A ‘clampdown’ on traffic offenders
After Delhi and Faridabad, the traffic police in Gurgaon have adopted the idea of clamping the wheels of wrongly-parked vehicles, instead of adopting the conventional method of towing them away.delhi Updated: May 08, 2010 00:02 IST
After Delhi and Faridabad, the traffic police in Gurgaon have adopted the idea of clamping the wheels of wrongly-parked vehicles, instead of adopting the conventional method of towing them away.
For this, the department has tied up with a private sector company, Jammer, which will provide clamping devices imported from China and manpower to execute the project.
The clamping procedure includes jamming one of the wheels of a wrongly-parked vehicle with a device called Clamp, that renders it motionless. If the driver tries to move the clamped car, the tyre could get punctured by the nails in the device.
The company workers also paste a sticker on the vehicle, with the name and mobile number of the traffic inspector to be contacted for the release of the vehicle.

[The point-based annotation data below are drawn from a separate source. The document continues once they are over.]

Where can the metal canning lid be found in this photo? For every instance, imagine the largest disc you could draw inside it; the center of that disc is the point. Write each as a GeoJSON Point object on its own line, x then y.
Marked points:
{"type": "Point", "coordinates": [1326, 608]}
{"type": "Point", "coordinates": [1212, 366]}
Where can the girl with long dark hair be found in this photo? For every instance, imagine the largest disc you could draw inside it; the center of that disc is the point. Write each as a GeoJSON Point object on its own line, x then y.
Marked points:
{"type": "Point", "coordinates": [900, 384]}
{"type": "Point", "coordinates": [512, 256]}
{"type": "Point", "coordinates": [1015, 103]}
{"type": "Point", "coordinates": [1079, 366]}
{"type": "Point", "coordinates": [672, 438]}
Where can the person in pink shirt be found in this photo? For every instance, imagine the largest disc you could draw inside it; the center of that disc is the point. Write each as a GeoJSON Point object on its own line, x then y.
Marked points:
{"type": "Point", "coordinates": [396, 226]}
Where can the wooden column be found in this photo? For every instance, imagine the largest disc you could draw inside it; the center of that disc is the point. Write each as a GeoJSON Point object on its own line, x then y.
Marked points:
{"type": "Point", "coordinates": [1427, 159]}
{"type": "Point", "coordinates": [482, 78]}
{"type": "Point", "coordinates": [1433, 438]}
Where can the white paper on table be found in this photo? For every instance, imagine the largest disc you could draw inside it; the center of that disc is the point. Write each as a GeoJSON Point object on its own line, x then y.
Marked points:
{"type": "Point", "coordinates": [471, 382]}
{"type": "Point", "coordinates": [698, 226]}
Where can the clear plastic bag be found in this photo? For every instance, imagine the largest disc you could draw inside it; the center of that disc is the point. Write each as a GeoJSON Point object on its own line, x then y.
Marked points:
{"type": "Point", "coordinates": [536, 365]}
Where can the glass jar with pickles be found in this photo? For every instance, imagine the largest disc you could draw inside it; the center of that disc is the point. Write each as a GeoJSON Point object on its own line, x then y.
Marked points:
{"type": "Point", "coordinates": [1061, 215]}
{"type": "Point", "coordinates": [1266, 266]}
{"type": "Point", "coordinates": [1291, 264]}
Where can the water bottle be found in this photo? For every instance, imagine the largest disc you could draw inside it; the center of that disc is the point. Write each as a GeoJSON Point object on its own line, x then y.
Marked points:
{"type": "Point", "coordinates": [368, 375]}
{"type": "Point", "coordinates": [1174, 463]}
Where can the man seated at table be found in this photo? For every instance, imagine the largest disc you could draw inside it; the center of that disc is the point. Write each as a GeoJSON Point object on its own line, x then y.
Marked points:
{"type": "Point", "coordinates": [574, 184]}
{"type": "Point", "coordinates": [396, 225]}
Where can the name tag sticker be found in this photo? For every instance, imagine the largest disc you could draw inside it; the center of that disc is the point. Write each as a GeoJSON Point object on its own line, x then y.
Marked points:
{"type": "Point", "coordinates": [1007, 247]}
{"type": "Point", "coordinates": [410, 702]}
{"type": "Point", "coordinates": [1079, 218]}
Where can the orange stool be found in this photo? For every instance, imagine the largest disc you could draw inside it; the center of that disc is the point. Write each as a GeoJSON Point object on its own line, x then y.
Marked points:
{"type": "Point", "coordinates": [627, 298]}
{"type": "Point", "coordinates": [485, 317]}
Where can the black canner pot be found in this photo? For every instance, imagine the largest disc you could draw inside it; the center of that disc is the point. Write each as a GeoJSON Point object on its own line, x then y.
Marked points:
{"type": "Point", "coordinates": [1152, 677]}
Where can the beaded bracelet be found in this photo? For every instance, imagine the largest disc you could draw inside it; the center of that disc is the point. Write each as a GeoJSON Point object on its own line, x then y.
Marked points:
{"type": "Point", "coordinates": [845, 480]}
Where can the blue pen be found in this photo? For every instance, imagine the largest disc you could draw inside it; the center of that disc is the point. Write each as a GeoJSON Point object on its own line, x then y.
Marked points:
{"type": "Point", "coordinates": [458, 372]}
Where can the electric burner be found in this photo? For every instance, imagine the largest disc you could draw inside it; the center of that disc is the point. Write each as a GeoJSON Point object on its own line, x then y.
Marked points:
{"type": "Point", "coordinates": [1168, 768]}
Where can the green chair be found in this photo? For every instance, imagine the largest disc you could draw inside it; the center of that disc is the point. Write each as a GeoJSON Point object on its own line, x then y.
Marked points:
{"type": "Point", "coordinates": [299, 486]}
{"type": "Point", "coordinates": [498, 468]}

To begin with, the traffic police kicked off the project from DLF City, where they have clamped about 245 vehicles in and around Galleria Market in Phase IV since Wednesday.
“We have tied up with a company called Jammer, that has provided us 20 clamps and eight workers to undertake the clamping exercise,” he added.
“Since this is a pilot project, we have not started challaning or charging a clamping fee yet, which might be between Rs. 50 and 100,” said joint commissioner of police, Alok Mittal.
Mittal, however, cautioned that offenders would not only have to face challans under the Motor Vehicle Act, but also pay clamping charges after the project gets fully underway.
“A city like Gurgaon requires more than 500 clamps, as the problem of wrong parking is very serious here,” said Atul Nishchal, chief executive officer, Jammer.
“We have kicked off the pilot project in Gurgaon for seven days initially, after which, we will enter into a formal agreement with the Gurgaon police to launch it on a larger scale,” Nishchal added.